180px-Edward_Hasbrouck_Char.jpgThe Practical Nomad, Edward Hasbrouck’s blog, has an article about the new Kindle for Windows software and what it might mean for other formats. He’s also offering a free book in a contest you might be interested in:

… Once content is displayed on screen by a Windows app, it’s available to any standard screen-capture utility.

Now that Kindle for PC has been released, it’s only a matter of time — probably measured in weeks or at most a few months — before someone releases a “Kindle-ripping” app that “reads” a Kindle e-book using the Kindle for PC app, captures the pages from the screen as images, and saves them as a PDF (or text or HTML) file that can be read on any device. The absence of a Kindle for Linux app gives a compelling motive for Linux users to develop such an app, as the only way to read their legally purchased copies of Kindle Edition e-books on their Linux devices.

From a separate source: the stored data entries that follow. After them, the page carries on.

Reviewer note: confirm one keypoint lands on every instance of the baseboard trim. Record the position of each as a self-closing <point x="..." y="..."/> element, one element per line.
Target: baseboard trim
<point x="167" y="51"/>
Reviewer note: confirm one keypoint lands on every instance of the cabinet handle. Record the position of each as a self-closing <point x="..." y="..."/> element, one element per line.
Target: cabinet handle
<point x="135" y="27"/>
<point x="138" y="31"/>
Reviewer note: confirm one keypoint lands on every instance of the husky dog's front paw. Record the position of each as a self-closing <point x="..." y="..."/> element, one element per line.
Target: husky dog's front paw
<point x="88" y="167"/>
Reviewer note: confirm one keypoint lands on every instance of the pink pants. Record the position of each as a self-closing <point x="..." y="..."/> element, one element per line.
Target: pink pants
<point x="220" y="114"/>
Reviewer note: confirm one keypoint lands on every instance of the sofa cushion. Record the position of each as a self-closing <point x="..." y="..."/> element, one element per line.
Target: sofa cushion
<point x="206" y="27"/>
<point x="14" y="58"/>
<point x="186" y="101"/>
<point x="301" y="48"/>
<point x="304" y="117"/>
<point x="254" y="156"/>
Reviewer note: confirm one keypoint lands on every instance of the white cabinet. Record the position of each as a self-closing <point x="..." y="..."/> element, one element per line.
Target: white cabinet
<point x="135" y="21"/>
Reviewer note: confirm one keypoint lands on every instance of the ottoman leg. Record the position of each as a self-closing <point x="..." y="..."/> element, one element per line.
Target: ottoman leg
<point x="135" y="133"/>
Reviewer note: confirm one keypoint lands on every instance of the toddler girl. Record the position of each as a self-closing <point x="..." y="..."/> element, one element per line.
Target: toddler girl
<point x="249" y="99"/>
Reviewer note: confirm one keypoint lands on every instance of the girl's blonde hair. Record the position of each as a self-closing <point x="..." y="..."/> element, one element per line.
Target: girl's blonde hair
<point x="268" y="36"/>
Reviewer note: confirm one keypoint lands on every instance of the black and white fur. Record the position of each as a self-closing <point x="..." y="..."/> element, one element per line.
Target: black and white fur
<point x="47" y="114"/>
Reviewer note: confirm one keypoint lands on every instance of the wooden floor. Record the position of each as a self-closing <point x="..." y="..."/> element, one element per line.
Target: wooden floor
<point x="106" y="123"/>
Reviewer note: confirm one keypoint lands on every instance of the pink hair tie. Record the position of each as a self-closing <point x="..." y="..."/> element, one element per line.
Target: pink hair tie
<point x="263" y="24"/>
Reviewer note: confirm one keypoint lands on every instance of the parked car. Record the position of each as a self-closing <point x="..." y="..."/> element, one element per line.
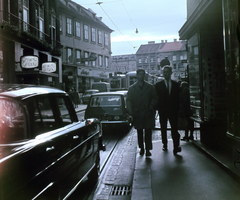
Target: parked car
<point x="45" y="150"/>
<point x="87" y="94"/>
<point x="109" y="108"/>
<point x="101" y="86"/>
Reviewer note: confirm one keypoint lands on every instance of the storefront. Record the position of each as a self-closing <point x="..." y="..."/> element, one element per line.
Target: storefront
<point x="88" y="76"/>
<point x="206" y="69"/>
<point x="231" y="17"/>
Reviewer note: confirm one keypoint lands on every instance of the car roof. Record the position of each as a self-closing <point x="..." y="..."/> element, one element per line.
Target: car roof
<point x="24" y="90"/>
<point x="92" y="90"/>
<point x="107" y="93"/>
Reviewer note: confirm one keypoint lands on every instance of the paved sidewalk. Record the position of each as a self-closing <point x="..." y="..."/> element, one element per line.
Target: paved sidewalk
<point x="189" y="175"/>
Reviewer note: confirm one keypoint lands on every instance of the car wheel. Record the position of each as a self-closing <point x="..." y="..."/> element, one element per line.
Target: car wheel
<point x="94" y="174"/>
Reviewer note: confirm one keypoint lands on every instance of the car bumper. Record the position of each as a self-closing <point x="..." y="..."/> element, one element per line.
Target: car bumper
<point x="114" y="122"/>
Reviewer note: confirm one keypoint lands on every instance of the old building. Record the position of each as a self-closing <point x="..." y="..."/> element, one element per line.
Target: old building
<point x="86" y="42"/>
<point x="124" y="63"/>
<point x="150" y="55"/>
<point x="30" y="50"/>
<point x="212" y="31"/>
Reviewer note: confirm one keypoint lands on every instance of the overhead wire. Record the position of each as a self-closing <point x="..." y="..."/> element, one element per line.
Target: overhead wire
<point x="99" y="3"/>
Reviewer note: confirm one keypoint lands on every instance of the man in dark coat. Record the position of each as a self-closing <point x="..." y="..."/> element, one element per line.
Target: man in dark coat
<point x="141" y="100"/>
<point x="168" y="107"/>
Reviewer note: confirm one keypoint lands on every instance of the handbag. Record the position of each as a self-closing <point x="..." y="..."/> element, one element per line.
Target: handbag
<point x="182" y="123"/>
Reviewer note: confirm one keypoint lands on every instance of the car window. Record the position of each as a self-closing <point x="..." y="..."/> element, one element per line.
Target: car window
<point x="64" y="112"/>
<point x="12" y="121"/>
<point x="105" y="101"/>
<point x="47" y="113"/>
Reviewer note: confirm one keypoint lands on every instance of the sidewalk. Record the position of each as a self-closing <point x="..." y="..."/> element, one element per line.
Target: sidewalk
<point x="188" y="175"/>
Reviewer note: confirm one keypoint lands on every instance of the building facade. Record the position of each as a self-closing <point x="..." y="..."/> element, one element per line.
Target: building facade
<point x="124" y="63"/>
<point x="86" y="46"/>
<point x="30" y="50"/>
<point x="212" y="31"/>
<point x="150" y="55"/>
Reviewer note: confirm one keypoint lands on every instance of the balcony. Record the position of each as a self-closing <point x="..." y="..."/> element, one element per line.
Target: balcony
<point x="13" y="26"/>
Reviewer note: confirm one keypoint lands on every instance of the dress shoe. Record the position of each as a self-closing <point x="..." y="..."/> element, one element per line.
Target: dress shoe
<point x="184" y="138"/>
<point x="191" y="138"/>
<point x="148" y="153"/>
<point x="164" y="148"/>
<point x="175" y="151"/>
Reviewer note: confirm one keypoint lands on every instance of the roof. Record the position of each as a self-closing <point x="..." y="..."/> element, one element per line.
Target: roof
<point x="24" y="90"/>
<point x="162" y="47"/>
<point x="107" y="93"/>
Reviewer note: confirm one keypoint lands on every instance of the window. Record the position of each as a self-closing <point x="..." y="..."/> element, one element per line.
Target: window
<point x="93" y="35"/>
<point x="105" y="101"/>
<point x="78" y="29"/>
<point x="25" y="15"/>
<point x="69" y="26"/>
<point x="106" y="39"/>
<point x="60" y="23"/>
<point x="78" y="56"/>
<point x="100" y="37"/>
<point x="86" y="55"/>
<point x="86" y="32"/>
<point x="106" y="62"/>
<point x="69" y="55"/>
<point x="100" y="60"/>
<point x="40" y="20"/>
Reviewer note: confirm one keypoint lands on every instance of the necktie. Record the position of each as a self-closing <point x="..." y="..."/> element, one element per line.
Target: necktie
<point x="168" y="87"/>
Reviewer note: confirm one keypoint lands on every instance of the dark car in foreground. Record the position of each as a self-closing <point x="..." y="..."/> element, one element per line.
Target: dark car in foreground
<point x="109" y="108"/>
<point x="45" y="152"/>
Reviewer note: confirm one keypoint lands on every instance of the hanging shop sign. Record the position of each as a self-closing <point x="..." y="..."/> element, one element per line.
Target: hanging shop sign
<point x="29" y="62"/>
<point x="49" y="67"/>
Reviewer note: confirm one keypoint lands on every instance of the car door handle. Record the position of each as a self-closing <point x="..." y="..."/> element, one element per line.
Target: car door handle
<point x="75" y="137"/>
<point x="50" y="148"/>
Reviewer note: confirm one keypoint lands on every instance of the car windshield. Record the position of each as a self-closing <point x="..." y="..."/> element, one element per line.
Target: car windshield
<point x="99" y="101"/>
<point x="12" y="121"/>
<point x="89" y="92"/>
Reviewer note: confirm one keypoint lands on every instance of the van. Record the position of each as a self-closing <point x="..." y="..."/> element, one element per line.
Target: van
<point x="101" y="86"/>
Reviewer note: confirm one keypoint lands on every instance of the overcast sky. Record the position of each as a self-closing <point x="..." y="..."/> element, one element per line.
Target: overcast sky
<point x="155" y="20"/>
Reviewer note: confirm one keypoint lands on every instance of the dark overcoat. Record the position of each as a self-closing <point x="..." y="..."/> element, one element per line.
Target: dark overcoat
<point x="140" y="104"/>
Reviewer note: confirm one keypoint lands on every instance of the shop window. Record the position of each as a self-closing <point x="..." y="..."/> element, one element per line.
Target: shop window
<point x="194" y="77"/>
<point x="231" y="49"/>
<point x="78" y="29"/>
<point x="85" y="32"/>
<point x="69" y="26"/>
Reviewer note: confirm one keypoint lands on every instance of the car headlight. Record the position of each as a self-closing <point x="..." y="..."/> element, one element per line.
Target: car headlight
<point x="116" y="117"/>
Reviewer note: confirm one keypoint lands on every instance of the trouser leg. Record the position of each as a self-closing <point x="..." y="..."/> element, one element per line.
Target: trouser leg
<point x="140" y="138"/>
<point x="148" y="139"/>
<point x="174" y="131"/>
<point x="163" y="123"/>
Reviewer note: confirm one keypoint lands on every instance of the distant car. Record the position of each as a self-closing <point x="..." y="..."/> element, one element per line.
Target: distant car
<point x="45" y="150"/>
<point x="109" y="108"/>
<point x="87" y="94"/>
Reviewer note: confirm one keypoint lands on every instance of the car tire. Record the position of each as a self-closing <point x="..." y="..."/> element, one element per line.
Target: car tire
<point x="94" y="174"/>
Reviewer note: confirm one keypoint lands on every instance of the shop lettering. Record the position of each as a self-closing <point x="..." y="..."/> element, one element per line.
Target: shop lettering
<point x="29" y="62"/>
<point x="102" y="74"/>
<point x="84" y="72"/>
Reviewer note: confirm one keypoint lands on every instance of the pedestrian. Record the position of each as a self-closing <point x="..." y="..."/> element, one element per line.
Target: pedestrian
<point x="141" y="100"/>
<point x="185" y="111"/>
<point x="168" y="107"/>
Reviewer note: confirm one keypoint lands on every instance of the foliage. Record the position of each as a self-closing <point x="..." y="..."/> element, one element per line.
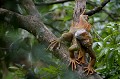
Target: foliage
<point x="16" y="44"/>
<point x="108" y="51"/>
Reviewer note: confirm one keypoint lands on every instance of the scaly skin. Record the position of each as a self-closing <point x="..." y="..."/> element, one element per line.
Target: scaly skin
<point x="82" y="44"/>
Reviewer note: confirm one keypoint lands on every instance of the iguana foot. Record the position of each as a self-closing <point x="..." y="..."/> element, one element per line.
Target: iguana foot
<point x="73" y="63"/>
<point x="55" y="44"/>
<point x="89" y="70"/>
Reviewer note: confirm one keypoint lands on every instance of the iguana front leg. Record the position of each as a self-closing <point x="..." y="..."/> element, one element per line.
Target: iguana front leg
<point x="56" y="43"/>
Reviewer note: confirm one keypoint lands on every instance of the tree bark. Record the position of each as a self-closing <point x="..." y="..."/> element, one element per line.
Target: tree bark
<point x="33" y="24"/>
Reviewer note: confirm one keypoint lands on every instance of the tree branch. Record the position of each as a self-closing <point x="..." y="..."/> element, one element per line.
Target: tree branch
<point x="35" y="26"/>
<point x="51" y="3"/>
<point x="97" y="9"/>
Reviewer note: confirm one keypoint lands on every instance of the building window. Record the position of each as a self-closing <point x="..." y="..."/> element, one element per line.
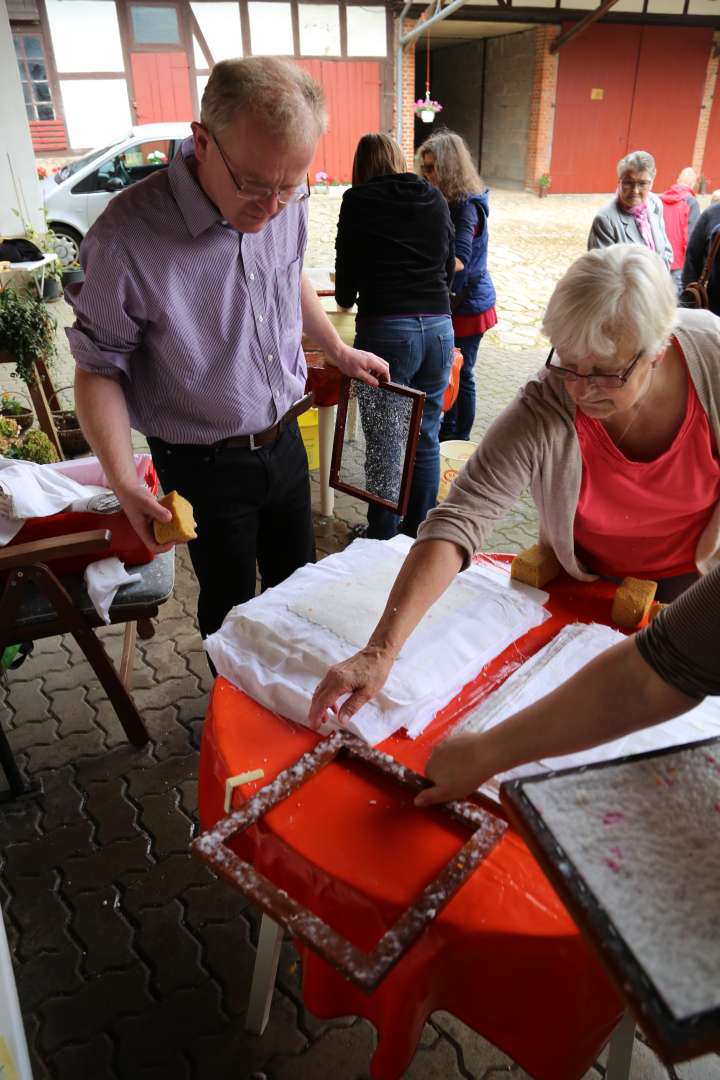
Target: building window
<point x="34" y="76"/>
<point x="271" y="28"/>
<point x="367" y="31"/>
<point x="320" y="29"/>
<point x="154" y="26"/>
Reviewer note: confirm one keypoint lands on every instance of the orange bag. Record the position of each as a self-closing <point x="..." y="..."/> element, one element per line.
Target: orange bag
<point x="453" y="381"/>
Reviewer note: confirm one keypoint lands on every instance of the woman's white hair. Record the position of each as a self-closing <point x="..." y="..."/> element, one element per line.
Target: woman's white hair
<point x="612" y="298"/>
<point x="287" y="99"/>
<point x="639" y="161"/>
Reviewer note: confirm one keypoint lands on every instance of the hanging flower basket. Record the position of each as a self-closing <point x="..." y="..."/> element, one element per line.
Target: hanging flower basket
<point x="426" y="109"/>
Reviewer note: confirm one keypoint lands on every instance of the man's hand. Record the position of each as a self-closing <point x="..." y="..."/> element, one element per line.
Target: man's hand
<point x="362" y="676"/>
<point x="141" y="508"/>
<point x="457" y="768"/>
<point x="358" y="364"/>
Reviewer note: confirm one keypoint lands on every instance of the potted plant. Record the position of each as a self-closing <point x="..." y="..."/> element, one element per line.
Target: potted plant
<point x="426" y="108"/>
<point x="11" y="408"/>
<point x="34" y="446"/>
<point x="27" y="332"/>
<point x="52" y="286"/>
<point x="72" y="274"/>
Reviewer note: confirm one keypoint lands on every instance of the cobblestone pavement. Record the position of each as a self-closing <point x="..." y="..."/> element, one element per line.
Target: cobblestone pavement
<point x="132" y="961"/>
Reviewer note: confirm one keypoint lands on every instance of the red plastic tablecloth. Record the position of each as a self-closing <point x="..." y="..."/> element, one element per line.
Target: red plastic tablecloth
<point x="503" y="956"/>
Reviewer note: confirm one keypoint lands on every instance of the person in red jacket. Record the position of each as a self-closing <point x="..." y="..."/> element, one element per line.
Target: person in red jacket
<point x="680" y="211"/>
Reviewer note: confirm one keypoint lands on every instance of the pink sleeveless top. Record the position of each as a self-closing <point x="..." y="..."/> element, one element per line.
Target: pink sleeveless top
<point x="643" y="518"/>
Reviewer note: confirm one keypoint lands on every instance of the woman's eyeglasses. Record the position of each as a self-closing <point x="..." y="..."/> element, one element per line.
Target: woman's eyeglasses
<point x="611" y="381"/>
<point x="246" y="189"/>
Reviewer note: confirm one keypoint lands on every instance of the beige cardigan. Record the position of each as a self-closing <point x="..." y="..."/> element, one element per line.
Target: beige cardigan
<point x="533" y="444"/>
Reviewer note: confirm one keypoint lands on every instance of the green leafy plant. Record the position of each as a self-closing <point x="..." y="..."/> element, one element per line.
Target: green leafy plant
<point x="27" y="332"/>
<point x="36" y="447"/>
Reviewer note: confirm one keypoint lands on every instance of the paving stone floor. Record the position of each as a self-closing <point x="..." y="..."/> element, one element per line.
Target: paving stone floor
<point x="132" y="962"/>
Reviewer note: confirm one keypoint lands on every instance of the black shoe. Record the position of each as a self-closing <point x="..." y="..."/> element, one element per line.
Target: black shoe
<point x="357" y="531"/>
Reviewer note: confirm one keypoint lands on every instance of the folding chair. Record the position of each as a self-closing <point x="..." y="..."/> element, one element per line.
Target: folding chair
<point x="36" y="603"/>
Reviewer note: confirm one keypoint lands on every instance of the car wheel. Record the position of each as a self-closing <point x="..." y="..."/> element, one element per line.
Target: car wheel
<point x="67" y="244"/>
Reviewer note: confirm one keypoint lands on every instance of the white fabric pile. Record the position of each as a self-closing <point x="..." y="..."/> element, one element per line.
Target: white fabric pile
<point x="277" y="646"/>
<point x="29" y="490"/>
<point x="570" y="650"/>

I anticipate, of course, the same disputes about the legality of these Kindle ripping apps as surrounded the first apps developed to play legally-purchased DVD’s on Linux computers.

7 COMMENTS

  1. Hey, hi Igorsk! Ha ha!
    Is it any wonder that e-books are going the way of openness, platform-independence, risk of screen-capture? Welcome to alt+printScreen and scripting friends to automate the task. That means for the publishing industry (and certainly for authors) that they’ll have to squeeze their brains to figure out how to make profit out of books (or whatever they evolve into).

    Maybe it’s time for Google Editions, BookGlutton or other social platforms, that would rely on advertising and cheap suscriptions to allow content with rich, up-to-date linking between books/blogs/readers. With such added value (plus cheap-yet-not-free), users may feel encouraged to stick to those social platforms.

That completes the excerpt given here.